O ponto crítico é que, ao espremer, as fibras praticamente desaparecem, enquanto o açúcar natural da fruta permanece. Por isso, especialistas recomendam encarar o suco de romã como um “suplemento líquido”, e não como bebida para matar a sede.
- Ideal: no máximo um copo pequeno (aprox. 150–180 ml) por dia
- Preferir junto de uma refeição, e não em jejum
- Dar prioridade a versões sem adição de açúcar
Quem tem dentes sensíveis pode enxaguar a boca com água após beber, porque os ácidos da fruta podem tornar o esmalte dentário mais vulnerável.
Como incluir romã no dia a dia sem complicação
Muita gente evita a fruta por causa do trabalho para abrir. Mas há um método simples: cortar ao meio, separar os gomos em uma tigela com água e soltar as sementes com os dedos - as membranas brancas flutuam e as sementes afundam.
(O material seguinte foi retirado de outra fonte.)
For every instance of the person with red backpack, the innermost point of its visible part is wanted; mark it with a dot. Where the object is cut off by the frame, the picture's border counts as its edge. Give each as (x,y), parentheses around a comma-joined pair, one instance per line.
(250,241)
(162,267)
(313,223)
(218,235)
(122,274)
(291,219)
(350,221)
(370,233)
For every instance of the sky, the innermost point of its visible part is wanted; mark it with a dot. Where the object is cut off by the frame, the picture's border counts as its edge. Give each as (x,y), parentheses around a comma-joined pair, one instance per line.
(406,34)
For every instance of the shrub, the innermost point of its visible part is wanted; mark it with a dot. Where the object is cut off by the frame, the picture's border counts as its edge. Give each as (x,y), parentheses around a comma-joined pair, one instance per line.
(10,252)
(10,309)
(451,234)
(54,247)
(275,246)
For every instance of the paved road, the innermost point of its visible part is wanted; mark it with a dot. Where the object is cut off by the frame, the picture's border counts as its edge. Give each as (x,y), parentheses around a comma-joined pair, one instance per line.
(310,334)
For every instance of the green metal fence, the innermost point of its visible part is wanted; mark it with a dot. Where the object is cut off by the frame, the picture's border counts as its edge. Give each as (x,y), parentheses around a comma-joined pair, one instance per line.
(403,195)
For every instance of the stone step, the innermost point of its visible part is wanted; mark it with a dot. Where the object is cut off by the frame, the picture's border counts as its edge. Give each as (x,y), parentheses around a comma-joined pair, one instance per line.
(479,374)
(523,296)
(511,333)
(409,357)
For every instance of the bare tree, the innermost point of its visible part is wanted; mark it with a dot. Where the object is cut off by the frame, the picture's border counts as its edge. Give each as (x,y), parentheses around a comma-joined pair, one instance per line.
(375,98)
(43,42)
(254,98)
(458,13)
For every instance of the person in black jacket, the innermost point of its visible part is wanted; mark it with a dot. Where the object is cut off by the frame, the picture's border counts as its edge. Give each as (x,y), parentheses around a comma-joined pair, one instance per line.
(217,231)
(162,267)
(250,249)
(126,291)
Assim, a cozinha também fica quase sem respingos.
Ideias para usar sementes de romã todos os dias
- Polvilhar sobre iogurte ou requeijão cremoso (tipo quark): dá doçura, crocância e cor
- Usar como topping em saladas com feta ou queijo de cabra
- Adicionar a bowls com cuscuz, bulgur ou quinoa
- Bater em smoothies como componente frutado
- Finalizar legumes assados ou abóbora assada com as sementes por cima
- Montar sobremesas em taças com creme de baunilha ou panna cotta
Para quem prefere beber, dá para misturar suco de romã com água com gás ou usar como base de bebidas sem álcool. Desse modo, o teor de açúcar fica mais controlado e o sabor permanece leve e fresco.
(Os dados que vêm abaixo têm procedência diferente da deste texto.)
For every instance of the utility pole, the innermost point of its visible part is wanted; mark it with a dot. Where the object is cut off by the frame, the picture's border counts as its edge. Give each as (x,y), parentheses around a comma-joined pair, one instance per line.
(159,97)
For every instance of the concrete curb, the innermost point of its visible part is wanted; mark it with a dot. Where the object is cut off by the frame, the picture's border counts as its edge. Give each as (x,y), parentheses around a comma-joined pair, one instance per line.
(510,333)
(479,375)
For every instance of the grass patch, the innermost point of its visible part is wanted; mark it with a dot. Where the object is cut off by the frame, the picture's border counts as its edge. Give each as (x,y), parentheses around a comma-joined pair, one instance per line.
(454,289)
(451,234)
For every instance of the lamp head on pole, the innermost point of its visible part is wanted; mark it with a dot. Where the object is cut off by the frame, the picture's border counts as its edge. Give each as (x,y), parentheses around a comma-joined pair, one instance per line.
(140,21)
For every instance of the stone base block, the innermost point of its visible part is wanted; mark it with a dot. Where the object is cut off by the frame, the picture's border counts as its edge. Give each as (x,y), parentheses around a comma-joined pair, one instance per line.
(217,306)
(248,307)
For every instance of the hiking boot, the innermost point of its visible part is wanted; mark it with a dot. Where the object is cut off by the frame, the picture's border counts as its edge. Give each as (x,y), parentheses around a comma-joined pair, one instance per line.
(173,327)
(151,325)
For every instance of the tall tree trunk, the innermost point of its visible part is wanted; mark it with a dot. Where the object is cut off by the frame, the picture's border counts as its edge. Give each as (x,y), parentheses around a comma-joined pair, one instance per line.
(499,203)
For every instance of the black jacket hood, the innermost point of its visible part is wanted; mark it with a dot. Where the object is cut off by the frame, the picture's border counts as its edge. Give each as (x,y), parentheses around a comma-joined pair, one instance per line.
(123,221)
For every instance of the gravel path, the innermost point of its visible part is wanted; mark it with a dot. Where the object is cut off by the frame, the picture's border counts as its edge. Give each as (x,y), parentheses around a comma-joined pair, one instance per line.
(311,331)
Para quem o consumo de romã tende a ser ainda mais vantajoso
Os benefícios costumam ser especialmente relevantes em pessoas que reúnem vários fatores de risco: pressão alta, histórico familiar de enfarte, gordura abdominal e pouca atividade física. Nesses grupos, a investigação dá atenção a qualquer ajuste nutricional que possa ajudar.
Atletas também costumam recorrer à fruta, porque a combinação de antioxidantes com determinados ácidos gordos pode apoiar recuperação e circulação. E quem busca proteger a pele do envelhecimento precoce pode encontrar na romã um aliado.
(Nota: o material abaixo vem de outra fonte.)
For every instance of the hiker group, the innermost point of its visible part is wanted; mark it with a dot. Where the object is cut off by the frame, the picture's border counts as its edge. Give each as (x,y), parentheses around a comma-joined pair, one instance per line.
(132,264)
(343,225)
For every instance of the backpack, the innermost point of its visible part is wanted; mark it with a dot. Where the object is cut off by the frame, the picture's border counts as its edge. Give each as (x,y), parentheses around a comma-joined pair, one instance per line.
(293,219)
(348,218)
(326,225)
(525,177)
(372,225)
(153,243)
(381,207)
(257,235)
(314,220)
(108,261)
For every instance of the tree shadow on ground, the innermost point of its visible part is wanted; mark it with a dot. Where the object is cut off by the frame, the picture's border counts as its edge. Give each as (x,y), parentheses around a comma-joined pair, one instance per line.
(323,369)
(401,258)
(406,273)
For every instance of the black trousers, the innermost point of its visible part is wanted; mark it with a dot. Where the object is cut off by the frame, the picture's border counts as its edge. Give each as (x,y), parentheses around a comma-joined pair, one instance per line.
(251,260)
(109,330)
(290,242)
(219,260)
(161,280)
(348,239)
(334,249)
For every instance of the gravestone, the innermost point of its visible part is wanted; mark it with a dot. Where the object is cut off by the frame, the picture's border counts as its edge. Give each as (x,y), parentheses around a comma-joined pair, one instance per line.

O que a romã não faz - e onde é preciso cautela
Mesmo com tantos pontos positivos, uma coisa permanece evidente: romãs não curam doenças “da noite para o dia”. Se a pessoa continua a fumar, quase não se movimenta e baseia a alimentação em ultraprocessados, algumas sementes vermelhas não compensam o restante.
Quem usa anticoagulantes ou certos medicamentos para o coração deve conversar com o médico antes de consumir grandes quantidades de suco de romã. Alguns trabalhos apontam possíveis interações, em linha com o que se conhece do exemplo clássico da toranja (grapefruit).
Dica prática: porções realistas e combinações inteligentes com romã
Para a maioria dos adultos saudáveis, é suficiente colocar uma pequena porção de romã no prato uma a duas vezes por dia. Pode ser duas ou três colheres de sopa de sementes no cereal matinal, ou meio copo de suco diluído em água.
O efeito torna-se ainda mais interessante quando a romã entra junto de outros alimentos vegetais intensamente coloridos. Ao combinar romã com frutos vermelhos, couve-roxa, nozes ou azeite, forma-se uma espécie de “equipa de antioxidantes” a atuar em várias frentes do corpo ao mesmo tempo.
Com semanas e meses, isso pode resultar numa mudança discreta, mas perceptível: menos inflamação, vasos mais estáveis, intestino mais equilibrado e, muitas vezes, uma sensação melhor de energia no quotidiano. É por isso que, hoje, médicos já não falam apenas de um exótico bonito - e sim de um superalimento vermelho com benefícios reais.